The Fall makes me hope that Tarsem honors us with another reminder of the beauty of our world.
Nick Milne said
The comparison to Baron Munchausen is an apt one, I think. I’ll have to watch that one again as soon as I’m able. And the misapprehension by Alexandria is indeed quite excellent; it’s easy to forget that she’s the one responsible for the imagery of the story rather than Roy himself.
I think there are several moments that have to be computer generated. The map on the mystic’s body is one; the hail of arrows piercing a certain someone (and his subsequent falling upon them only to be propped up) are another. The birds coming out of the mystic’s mouth probably are, too. The lack of CGI apparently only applies to the locations in which the story takes place, though that’s impressive enough in itself.
And amen to the last part! The film was self-indulgent to the extreme, but in Tarsem we have finally found a self eminently worth indulging.
Tim J said
“It’s the visual equivalent of coming home from a hard day at work to your wife, Audrey Hepburn, who mixes you your favourite drink”

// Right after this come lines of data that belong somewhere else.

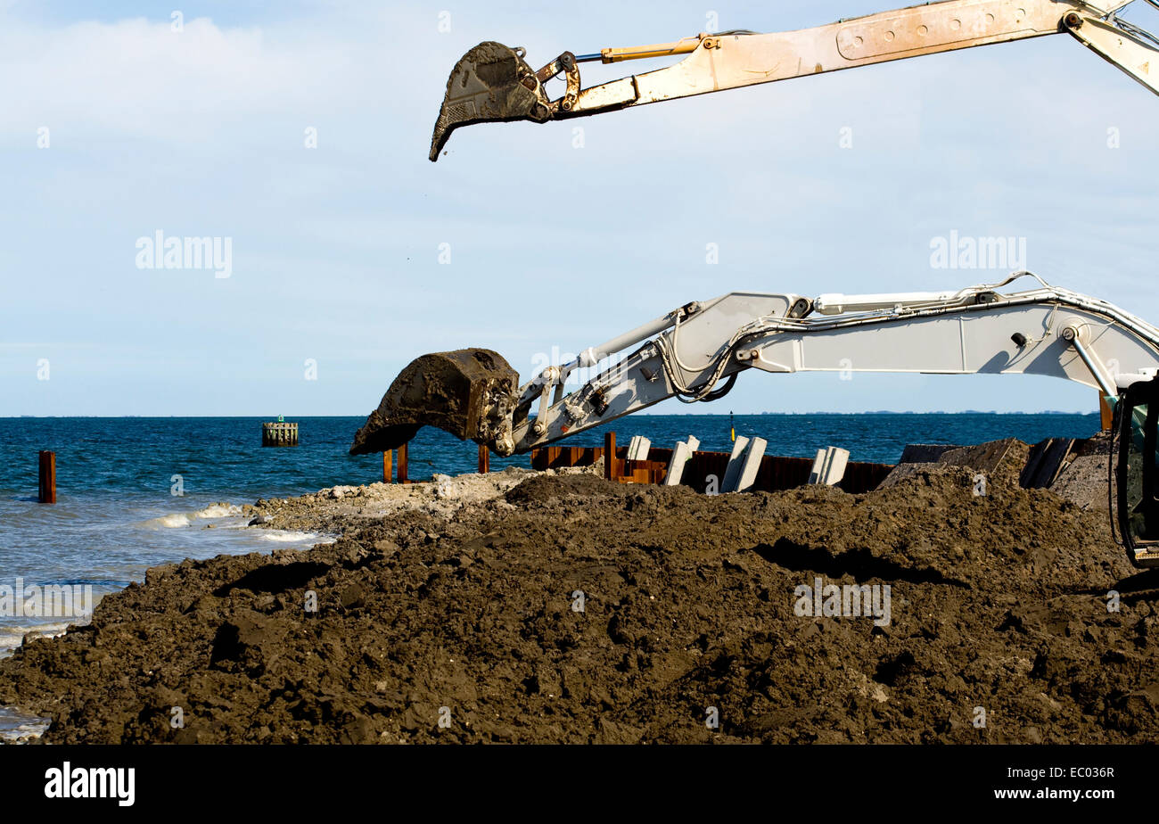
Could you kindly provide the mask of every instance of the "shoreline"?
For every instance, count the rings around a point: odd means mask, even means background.
[[[1151,606],[1096,595],[1138,585],[1106,516],[971,488],[508,469],[260,499],[255,526],[341,537],[153,568],[0,661],[0,703],[45,743],[1159,741]],[[816,581],[890,614],[800,614]]]

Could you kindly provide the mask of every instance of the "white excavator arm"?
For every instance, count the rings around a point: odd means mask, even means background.
[[[1021,278],[1034,287],[999,291]],[[598,373],[581,381],[583,370]],[[686,304],[522,386],[490,350],[424,355],[395,378],[350,452],[395,449],[423,425],[502,455],[527,452],[669,398],[716,400],[750,370],[1044,374],[1098,388],[1115,409],[1111,523],[1132,563],[1159,567],[1159,329],[1029,272],[954,292],[731,292]]]
[[[468,51],[447,80],[431,138],[437,160],[451,132],[489,121],[583,117],[644,103],[691,97],[836,72],[923,54],[1066,32],[1159,94],[1159,39],[1118,16],[1134,0],[943,0],[841,20],[799,31],[699,34],[671,43],[564,52],[539,71],[523,49],[486,42]],[[1143,0],[1159,8],[1159,0]],[[583,88],[580,64],[685,54],[675,65]],[[545,85],[562,75],[552,100]]]
[[[1038,286],[998,291],[1021,277]],[[577,370],[605,360],[574,386]],[[548,366],[520,387],[511,440],[494,449],[526,452],[673,396],[716,400],[746,370],[1044,374],[1116,398],[1159,372],[1159,329],[1027,272],[942,293],[732,292]]]

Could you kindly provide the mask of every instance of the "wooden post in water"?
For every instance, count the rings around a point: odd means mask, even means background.
[[[41,503],[57,502],[57,453],[41,452]]]
[[[262,424],[262,446],[297,446],[298,424],[278,421]]]
[[[410,452],[408,449],[410,444],[403,444],[399,447],[399,483],[410,483],[410,479],[407,477],[407,453]]]
[[[615,432],[604,433],[604,477],[615,480]]]

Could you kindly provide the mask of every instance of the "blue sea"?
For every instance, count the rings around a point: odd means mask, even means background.
[[[294,418],[291,418],[294,420]],[[0,605],[17,583],[90,588],[101,596],[140,581],[148,567],[223,553],[308,547],[326,535],[245,528],[240,506],[381,480],[381,457],[348,454],[363,417],[304,417],[297,447],[262,449],[260,418],[0,418]],[[841,446],[851,460],[891,464],[909,443],[977,444],[1016,437],[1089,437],[1099,416],[1069,414],[635,415],[608,426],[670,447],[694,435],[702,450],[760,436],[770,454],[812,457]],[[603,444],[603,429],[563,442]],[[57,453],[58,503],[38,504],[37,452]],[[476,447],[423,429],[410,444],[411,480],[474,472]],[[500,459],[493,471],[530,466]],[[2,610],[0,610],[2,612]],[[28,633],[57,634],[75,620],[0,614],[0,656]],[[27,724],[0,708],[0,736]]]

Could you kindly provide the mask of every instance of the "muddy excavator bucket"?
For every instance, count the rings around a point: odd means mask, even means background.
[[[350,454],[398,449],[422,426],[438,426],[498,454],[511,454],[519,375],[489,349],[423,355],[399,373],[355,435]]]
[[[438,160],[451,132],[490,121],[551,119],[548,99],[522,49],[487,41],[462,56],[446,81],[443,109],[431,136],[431,161]]]

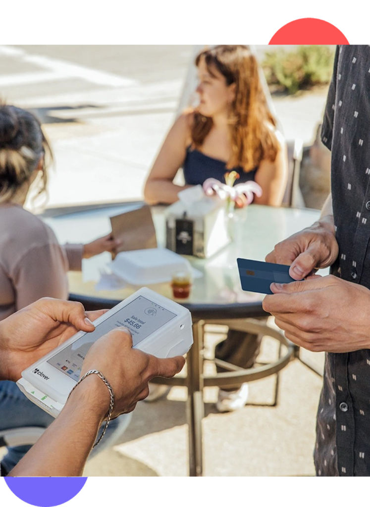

Make that Ingrid Bergman bringing a Belgian ale…
I haven’t seen or even heard of The Fall, until now. I will be very interested to find it and watch it, post haste.
Nick Milne said
I’m fine with that too. Or Grace Kelly bringing you the finest stout and a slab of beef. Not that she herself would ever do that, I guess, but if she were the kind of woman who would.
Anyway, I would very much like to hear your take on it, Tim. A painter’s appraisal of this film would be really appropriate. Please let me know what you think, either here or on Old World Swine, and I’ll be happy to promote and/or grapple with it.